Pre-school teacher of Alwan Skop in Quthing, Benjamin Tumahole, said he constantly tries to come up with creative ways to produce material for learners to keep busy while at home.
Tumahole said this is not easy since he has to make these things from scratch while still considering the level of understanding of his learners.
“I take boxes and try and make alphabets out of them or make something like a television out of the box that students – with the help of their parents – can use as an aid to study at home.
“We have to be creative because we do not have access to technology, so we need to be extra creative. It is really fulfilling to see that most of these students are able to engage with what we give them,” he said.
Another pre-school teacher, ‘Matlhokomelo Makake, said parents need to engage with their children because even though they try and give children study material, parents have to make sure they use them.
She indicated that many parents – when teachers send learning material via WhatsApp – protest that they cannot share phones with children and that they do not have money to purchase data bundles to access such material.

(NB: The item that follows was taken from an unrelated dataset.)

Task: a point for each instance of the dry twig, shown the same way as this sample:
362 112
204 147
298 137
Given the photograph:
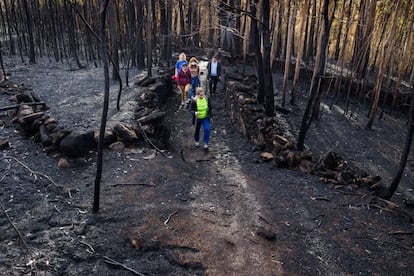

“I think what parents need to understand is that we should be helping each other here. The worst part is that they do not want to pay school fees although we take our time to prepare these materials for their children. It is sad that parents think it does not matter if these children do not get an education as they are still young. By the time they go back to school, we’re going to have to start them from scratch,” Makake said.
A fellow teacher, ‘Mareabetsoe Fani, said she has given up on producing material for students during the lockdown because parents refuse to pay her.
She said parents are adamant they cannot pay school fees because their children are not attending classes, so she had to give up because she was working for free.
Network of Early Childhood Development of Lesotho’s communication, advocacy and research lead Tṧepiso Makhetha, indicates that the organisation works with Unicief and the ministry of education to make sure that pre-schools are also paid attention to as they are an important component of a child’s education.
She said they encourage parents to realise that the education of the child is not only the responsibility of the teacher or government but their parents as well. She said they will be helping pre-schools with PPE and toilets at least to make sure they maintain good hygiene.
“We really hope with our radio campaigns we can reach out to parents and get them to understand the importance of taking the education of their children in their own hands instead of leaving it entirely to teachers, she said.